Les langues dogon font un usage fréquent de la subordination et de la relativisation, au moyen de marqueurs morphologiques spécifiques. Les propositions relatives précèdent souvent le nom qu'elles modifient, conformément à l'ordre syntaxique général. Les constructions sérielles sont moins répandues que dans certaines langues d'Afrique de l'Ouest, mais on observe des chaînes verbales exprimant des relations de cause, de manière ou de finalité.

L'histoire des langues dogon.
Selon les traditions orales, les Dogons auraient migré vers la zone des falaises de Bandiagara à partir de régions plus méridionales ou orientales, fuyant des pressions politiques, militaires et religieuses. Ces mouvements anciens, combinés à l'isolement géographique relatif offert par la falaise, ont favorisé la fragmentation linguistique et le développement de variétés locales distinctes, transmises au sein de communautés souvent organisées en villages autonomes.

Avant l'époque coloniale, les langues dogon se sont développées sans standardisation ni tradition écrite, dans un contexte où la transmission orale dominait entièrement. Les contacts avec les peuples voisins, notamment les Mandé, les Peuls et les Songhaï, ont entraîné des emprunts lexicaux et certaines convergences structurelles, sans toutefois effacer les caractéristiques propres aux langues dogon. La diversité linguistique interne s'est ainsi maintenue sur une longue durée, chaque variété évoluant selon sa dynamique propre, tout en restant associée à une identité culturelle dogon partagée.

L'étude scientifique des langues dogon a commencé relativement tard, principalement au XXe siècle, avec les travaux de linguistes et d'ethnographes européens et africains. Dans un premier temps, ces langues ont été décrites comme des dialectes d'une seule langue dogon, en raison de leur proximité géographique et culturelle. Des recherches plus approfondies ont cependant mis en évidence des différences phonologiques, grammaticales et lexicales suffisamment importantes pour justifier leur reconnaissance comme un groupe de langues distinctes, parfois mutuellement peu intelligibles.

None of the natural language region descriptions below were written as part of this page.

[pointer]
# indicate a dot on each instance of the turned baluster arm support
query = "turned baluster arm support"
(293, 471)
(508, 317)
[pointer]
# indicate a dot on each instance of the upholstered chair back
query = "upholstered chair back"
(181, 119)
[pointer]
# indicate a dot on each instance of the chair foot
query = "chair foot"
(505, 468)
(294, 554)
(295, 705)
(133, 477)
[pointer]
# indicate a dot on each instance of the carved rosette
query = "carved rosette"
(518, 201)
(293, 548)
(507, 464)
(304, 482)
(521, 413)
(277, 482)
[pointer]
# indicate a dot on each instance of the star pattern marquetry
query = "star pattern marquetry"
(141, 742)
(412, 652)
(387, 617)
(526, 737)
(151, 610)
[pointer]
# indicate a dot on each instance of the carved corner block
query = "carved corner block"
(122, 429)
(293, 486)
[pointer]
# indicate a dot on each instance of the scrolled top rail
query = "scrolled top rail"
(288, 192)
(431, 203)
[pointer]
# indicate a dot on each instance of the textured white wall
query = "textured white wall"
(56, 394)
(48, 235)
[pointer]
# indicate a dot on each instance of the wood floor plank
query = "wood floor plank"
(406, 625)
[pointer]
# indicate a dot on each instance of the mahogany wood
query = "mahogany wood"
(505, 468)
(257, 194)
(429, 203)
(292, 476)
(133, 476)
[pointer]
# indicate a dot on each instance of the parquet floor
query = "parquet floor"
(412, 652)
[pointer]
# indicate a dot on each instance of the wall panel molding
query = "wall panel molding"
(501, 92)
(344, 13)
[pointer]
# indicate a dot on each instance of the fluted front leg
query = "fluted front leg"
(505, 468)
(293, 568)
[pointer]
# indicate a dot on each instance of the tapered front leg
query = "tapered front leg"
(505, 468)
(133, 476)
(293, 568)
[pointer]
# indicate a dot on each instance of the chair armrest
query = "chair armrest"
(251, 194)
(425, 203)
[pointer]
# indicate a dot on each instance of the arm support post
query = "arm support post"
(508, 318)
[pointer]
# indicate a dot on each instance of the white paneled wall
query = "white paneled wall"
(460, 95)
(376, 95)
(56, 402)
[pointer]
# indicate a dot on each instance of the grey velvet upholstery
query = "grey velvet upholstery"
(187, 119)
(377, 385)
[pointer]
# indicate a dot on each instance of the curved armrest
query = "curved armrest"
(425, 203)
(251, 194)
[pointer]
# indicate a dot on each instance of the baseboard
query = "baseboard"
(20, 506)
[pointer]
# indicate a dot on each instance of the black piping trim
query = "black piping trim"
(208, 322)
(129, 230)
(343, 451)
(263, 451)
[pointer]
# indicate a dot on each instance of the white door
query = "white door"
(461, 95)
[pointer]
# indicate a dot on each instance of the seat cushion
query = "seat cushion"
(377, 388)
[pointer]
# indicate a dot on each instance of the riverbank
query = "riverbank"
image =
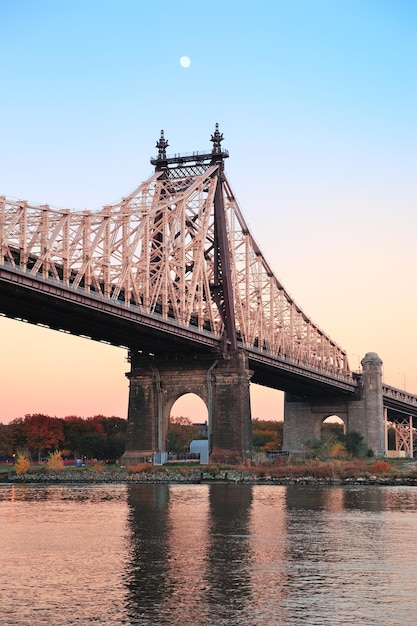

La classification interne des langues dogon.
Les linguistes distinguent généralement plusieurs ensembles, souvent regroupés en zones géographiques. Parmi les groupes fréquemment cités figurent les langues dogon de l'est, du centre et de l'ouest, bien que les frontières entre ces ensembles ne soient pas toujours nettes. Chaque groupe comprend plusieurs langues ou variétés, parfois parlées par quelques milliers de personnes seulement.

• Le groupe oriental comprend des langues comme le tommo so, le toro so et le donno so, relativement bien étudiées bien documentées. Ces langues présentent des systèmes tonals et des structures grammaticales élaborés, notamment dans le domaine verbal. 

• Le groupe central inclut des variétés telles que le tene kan et le jamsay, qui se distinguent par certaines innovations phonétiques et par des particularités dans l'expression de l'aspect et de la négation. 

• Le groupe occidental regroupe des langues moins homogènes, parfois plus influencées par les langues mandé voisines, tant sur le plan lexical que syntaxique.

Les communautés villageoises, historiquement autonomes, ont développé des normes linguistiques locales fortes, et les échanges intercommunautaires n'ont pas toujours conduit à une convergence linguistique. Dans certains cas, des variétés très proches géographiquement présentent une intercompréhension limitée, ce qui illustre la profondeur de la diversification interne.

À l'époque contemporaine, cette diversité pose des défis importants pour la description, la normalisation et la transmission des langues dogon. L'absence d'une langue standard dogon et la prédominance de langues véhiculaires comme le bambara et le français limitent la visibilité et l'usage public de ces langues. Néanmoins, les travaux linguistiques récents ont permis de mieux comprendre leur histoire interne et leurs relations mutuelles.